How to design the solution when data on which reducer is fit changes every month? Any case study worth sharing
Coming from a quant-bio background I’ve also wondered about this too, but haven’t seen it being used for vector search though. In genomic analysis carrying PCA/UMAP projections to unseen data/sample is common, but it is not re-calculated on the unseen data. The trained projection matrix is just reused.

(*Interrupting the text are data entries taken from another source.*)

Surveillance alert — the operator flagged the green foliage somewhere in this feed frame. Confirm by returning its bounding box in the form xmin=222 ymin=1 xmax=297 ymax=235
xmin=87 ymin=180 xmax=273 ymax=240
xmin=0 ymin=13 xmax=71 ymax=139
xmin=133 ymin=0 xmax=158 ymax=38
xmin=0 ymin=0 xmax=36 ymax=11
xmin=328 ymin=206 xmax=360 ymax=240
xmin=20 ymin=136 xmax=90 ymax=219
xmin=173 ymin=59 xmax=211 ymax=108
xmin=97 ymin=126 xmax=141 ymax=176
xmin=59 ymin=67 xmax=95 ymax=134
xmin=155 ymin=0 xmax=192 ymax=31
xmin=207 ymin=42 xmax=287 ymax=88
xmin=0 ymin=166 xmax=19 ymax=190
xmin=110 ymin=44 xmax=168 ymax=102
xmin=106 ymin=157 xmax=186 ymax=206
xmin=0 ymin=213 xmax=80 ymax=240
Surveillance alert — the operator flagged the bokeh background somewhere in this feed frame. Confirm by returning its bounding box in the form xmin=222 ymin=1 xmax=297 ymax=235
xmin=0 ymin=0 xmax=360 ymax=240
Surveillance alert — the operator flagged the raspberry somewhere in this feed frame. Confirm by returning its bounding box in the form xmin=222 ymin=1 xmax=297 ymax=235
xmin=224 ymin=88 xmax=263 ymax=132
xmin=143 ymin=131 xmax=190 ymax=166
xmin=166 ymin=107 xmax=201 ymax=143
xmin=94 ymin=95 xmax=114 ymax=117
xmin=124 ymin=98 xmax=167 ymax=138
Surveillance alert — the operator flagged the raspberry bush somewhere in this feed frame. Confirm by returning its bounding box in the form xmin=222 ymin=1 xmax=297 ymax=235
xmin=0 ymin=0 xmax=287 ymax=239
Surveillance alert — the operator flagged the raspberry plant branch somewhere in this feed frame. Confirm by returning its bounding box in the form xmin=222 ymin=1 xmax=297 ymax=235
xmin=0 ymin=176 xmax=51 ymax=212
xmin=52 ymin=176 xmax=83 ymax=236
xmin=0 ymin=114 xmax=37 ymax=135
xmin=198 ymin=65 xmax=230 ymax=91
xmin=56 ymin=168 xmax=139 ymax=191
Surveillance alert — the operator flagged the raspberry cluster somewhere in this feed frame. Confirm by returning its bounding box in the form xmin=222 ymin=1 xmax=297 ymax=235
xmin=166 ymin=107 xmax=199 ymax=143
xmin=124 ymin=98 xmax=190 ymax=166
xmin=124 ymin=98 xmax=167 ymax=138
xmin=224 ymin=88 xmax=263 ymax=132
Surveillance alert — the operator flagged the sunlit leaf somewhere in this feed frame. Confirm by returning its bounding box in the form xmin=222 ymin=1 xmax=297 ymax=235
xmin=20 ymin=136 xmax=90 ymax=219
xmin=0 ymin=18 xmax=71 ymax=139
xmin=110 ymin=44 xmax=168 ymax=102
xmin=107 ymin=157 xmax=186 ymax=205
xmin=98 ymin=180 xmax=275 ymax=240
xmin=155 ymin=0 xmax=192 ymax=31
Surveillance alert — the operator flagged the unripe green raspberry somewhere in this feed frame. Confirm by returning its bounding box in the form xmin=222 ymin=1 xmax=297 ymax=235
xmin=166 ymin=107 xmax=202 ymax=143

@nlpguy This article might be helpful: PCA using Python (scikit-learn) | by Michael Galarnyk | Towards Data Science
Nandan Thakur has currently a paper finished on this (currently in review on my desk, we will publish it next month).
PCA worked rather badly in our experiments for semantic search - Performance quite dropped.
The question is what you want from smaller dimensions. Faster retrieval speed? Saving memory for the index? What works quite well:
- Storing floats as FP16 or FP8 - Reduces the embedding matrix by size 2 / 4 without any sacrifice on the performance. If multiplications are faster depends on your hardware and if they support FP16
- Using PQ to binarize your embeddings. Can reduce the embedding matrix significantly and leads to faster search (depending on your ANN index), but also reduces the performance.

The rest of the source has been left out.